Malgré plusieurs déclarations d’amour, l’Afrique est le dernier continent à être visité en 11 mois de présidence Biden. Le 46e président américain fait mieux que Donald Trump dont le Secrétaire d’État ne s’était rendu en Afrique que la dernière année de sa présidence. En froid avec Abuja concernant sa gestion des conflits inter-religieux, Mike Pompeo avait alors esquivé le Nigeria, placé sur la liste noire des pays violant la liberté de religion, sous la pression du lobby évangéliste. C’est désormais de l’histoire ancienne, Abuja a été réhabilitée par l’administration Biden.

Démocratie, changement climatique et lutte contre le Covid-19, Antony Blinken a construit sa tournée africaine en trois étapes : Kenya, Nigeria et Sénégal.

Un leadership mondial écorné

L’Amérique ne fait plus peur à personne et n’est plus en mesure de donner des leçons. Sur la brutalité policière, mise en lumière par le mouvement « End SARS », c’est avec timidité qu’Antony Blinken a appelé à une réforme des forces de sécurité, l’onde de choc de l’affaire George Floyd ayant achevé de discréditer les États-Unis sur l’éthique de ses propres services de police. « Nous attendons la réponse de l’État et du gouvernement fédéral aux conclusions de l’enquête et espérons qu’elle comprendra des mesures visant à garantir la transparence et à répondre aux doléances des victimes et de leurs familles », a déclaré Antony Blinken. Mais que ce soit sur le fond ou sur la vitesse des réformes, le Nigéria n’a pas de comptes à rendre à l’Amérique, comme l’a subtilement signifié Muhammadu Buhari. « Au niveau fédéral, nous devons attendre les mesures prises par les États et permettre au système de fonctionner. Nous ne pouvons pas leur imposer des idées », a répondu le président nigérian.
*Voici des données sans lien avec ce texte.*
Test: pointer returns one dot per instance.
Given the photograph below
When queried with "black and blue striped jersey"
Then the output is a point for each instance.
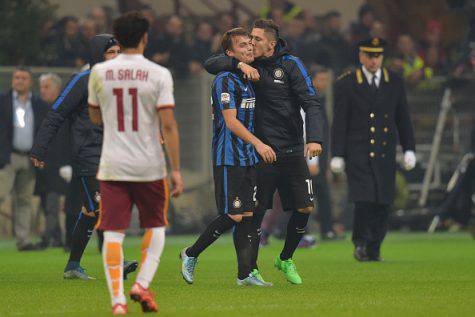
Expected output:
(229, 91)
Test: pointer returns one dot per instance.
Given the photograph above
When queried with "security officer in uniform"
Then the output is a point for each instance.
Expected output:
(370, 115)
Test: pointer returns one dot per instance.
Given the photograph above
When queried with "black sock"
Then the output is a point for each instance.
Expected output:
(242, 236)
(100, 239)
(211, 234)
(81, 234)
(256, 237)
(295, 231)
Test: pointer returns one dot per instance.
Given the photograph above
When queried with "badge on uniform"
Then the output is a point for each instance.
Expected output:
(237, 203)
(278, 73)
(225, 97)
(97, 197)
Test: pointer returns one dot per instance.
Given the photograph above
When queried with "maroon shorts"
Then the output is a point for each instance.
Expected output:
(117, 198)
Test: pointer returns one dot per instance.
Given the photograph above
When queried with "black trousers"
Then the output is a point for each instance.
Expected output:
(370, 225)
(324, 209)
(50, 207)
(72, 207)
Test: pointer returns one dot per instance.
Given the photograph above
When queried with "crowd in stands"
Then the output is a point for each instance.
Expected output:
(182, 44)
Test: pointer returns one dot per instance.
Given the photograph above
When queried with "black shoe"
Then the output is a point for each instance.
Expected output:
(360, 254)
(375, 259)
(129, 267)
(331, 236)
(29, 247)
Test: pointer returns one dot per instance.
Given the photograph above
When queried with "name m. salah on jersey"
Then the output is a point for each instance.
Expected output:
(127, 74)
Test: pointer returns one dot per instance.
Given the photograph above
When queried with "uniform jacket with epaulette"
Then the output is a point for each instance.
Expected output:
(366, 129)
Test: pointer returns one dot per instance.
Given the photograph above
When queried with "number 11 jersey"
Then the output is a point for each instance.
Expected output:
(129, 90)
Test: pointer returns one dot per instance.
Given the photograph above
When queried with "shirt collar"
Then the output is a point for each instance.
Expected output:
(370, 75)
(15, 95)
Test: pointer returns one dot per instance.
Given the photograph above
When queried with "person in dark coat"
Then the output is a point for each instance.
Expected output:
(21, 113)
(370, 115)
(86, 144)
(50, 185)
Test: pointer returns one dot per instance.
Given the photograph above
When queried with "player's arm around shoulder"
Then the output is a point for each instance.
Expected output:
(93, 100)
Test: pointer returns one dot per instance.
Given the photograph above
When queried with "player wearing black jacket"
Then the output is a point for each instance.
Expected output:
(72, 106)
(282, 87)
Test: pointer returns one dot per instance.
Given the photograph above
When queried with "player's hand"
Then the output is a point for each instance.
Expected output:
(313, 149)
(177, 184)
(266, 152)
(337, 165)
(66, 173)
(37, 162)
(409, 160)
(249, 72)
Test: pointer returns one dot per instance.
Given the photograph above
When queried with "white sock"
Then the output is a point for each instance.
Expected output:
(153, 243)
(113, 258)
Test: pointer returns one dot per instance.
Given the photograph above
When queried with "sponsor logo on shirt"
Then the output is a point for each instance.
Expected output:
(248, 103)
(225, 98)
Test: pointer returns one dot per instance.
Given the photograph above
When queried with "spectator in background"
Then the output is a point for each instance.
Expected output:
(87, 29)
(379, 30)
(68, 44)
(414, 70)
(295, 35)
(466, 71)
(151, 17)
(170, 49)
(361, 30)
(201, 47)
(101, 20)
(49, 184)
(321, 78)
(433, 53)
(281, 11)
(333, 48)
(21, 114)
(225, 23)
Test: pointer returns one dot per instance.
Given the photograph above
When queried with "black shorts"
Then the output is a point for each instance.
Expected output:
(290, 176)
(235, 189)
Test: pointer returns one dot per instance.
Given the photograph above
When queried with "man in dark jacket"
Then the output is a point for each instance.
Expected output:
(86, 150)
(49, 183)
(283, 87)
(370, 115)
(21, 113)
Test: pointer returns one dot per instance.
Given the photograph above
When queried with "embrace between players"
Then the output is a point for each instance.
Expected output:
(132, 168)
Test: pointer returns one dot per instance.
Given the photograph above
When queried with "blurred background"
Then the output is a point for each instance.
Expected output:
(431, 44)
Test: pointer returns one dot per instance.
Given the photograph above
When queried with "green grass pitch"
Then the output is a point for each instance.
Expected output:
(423, 275)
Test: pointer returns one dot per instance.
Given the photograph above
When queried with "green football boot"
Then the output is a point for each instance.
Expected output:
(289, 270)
(258, 275)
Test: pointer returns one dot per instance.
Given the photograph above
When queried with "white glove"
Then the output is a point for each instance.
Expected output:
(409, 160)
(66, 172)
(337, 165)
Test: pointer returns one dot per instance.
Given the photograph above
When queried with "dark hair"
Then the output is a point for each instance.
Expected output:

La visite d’Antony Blinken est intervenue au lendemain de la publication d’un rapport produit par une commission indépendante, sur les violences policières au Nigeria. Mise en place par le gouverneur de Lagos, il confirme les dénonciations de la société civile sur le massacre du péage de Lekki, point d’orgue macabre du mouvement « End SARS ».

Un partenariat sécuritaire grippé

Contestant l’engagement du Nigeria à combattre l’insurrection de Boko Haram et d’Iswap, le Congrès américain a retardé la vente au Nigeria de 12 hélicoptères d’attaque américains Cobra. Même si Abuja s’est vue livrer des avions d’attaque au sol Super Tucano, les sanctions et réserves américaines ont ouvert une brèche à la Russie, qui en a profité pour renforcer son partenariat dans le secteur de la défense avec le Nigeria, notamment avec la signature d’un accord de coopération le 23 août dernier lequel, «fournit un cadre juridique pour […] la prestation de services après-vente, la formation du personnel […] et le transfert de technologie, entre autres», a expliqué la diplomatie nigériane.

Encore un terrain délaissé par les occidentaux qui consolide l’ancrage de Moscou en Afrique via son expertise militaire, le continent représentant à ce jour 30% à 40% de ses exportations d’armements, selon les autorités russes. C’est que les problèmes sécuritaires du Nigéria sont multiples. Outre le terrorisme islamiste, le pays doit faire face aux exactions d’autres bandes criminelles, à des tensions inter-religieuses entre chrétiens et musulmans mais aussi entre chiites et sunnites musulmans, des affrontements entre éleveurs et agriculteurs, des mouvements indépendantistes (principalement Igbo au sud-est du Nigeria) et à la piraterie au large de ses côtes.

Antony Blinken a de plus exhorté le Nigeria à prendre le leadership continental sur les questions sécuritaires, au premier rang desquelles, la guerre civile en Ethiopie et la crise politique au Soudan. « Nous soutenons fermement l’engagement, le leadership et la voix forte du Nigeria », a déclaré Secrétaire d’État américain lors d’une conférence de presse dans la capitale Abuja.

Par ailleurs, en plus d’un partenariat en faveur de l’action climatique, Antony Blinken a appelé au respect des droits humains.

Si la Chine est l’obsession américaine de ce début de XXIe siècle, elle ne l’est pas pour le Nigeria. Ainsi, c’est en vain qu’Antony Blinken a tenté d’embarquer Abuja dans sa croisade contre l’influence de Pékin. Loin d’une menace, la Chine est une « grande opportunité », a estimé le ministre nigérian des Affaires étrangères, Geoffrey Onyeama.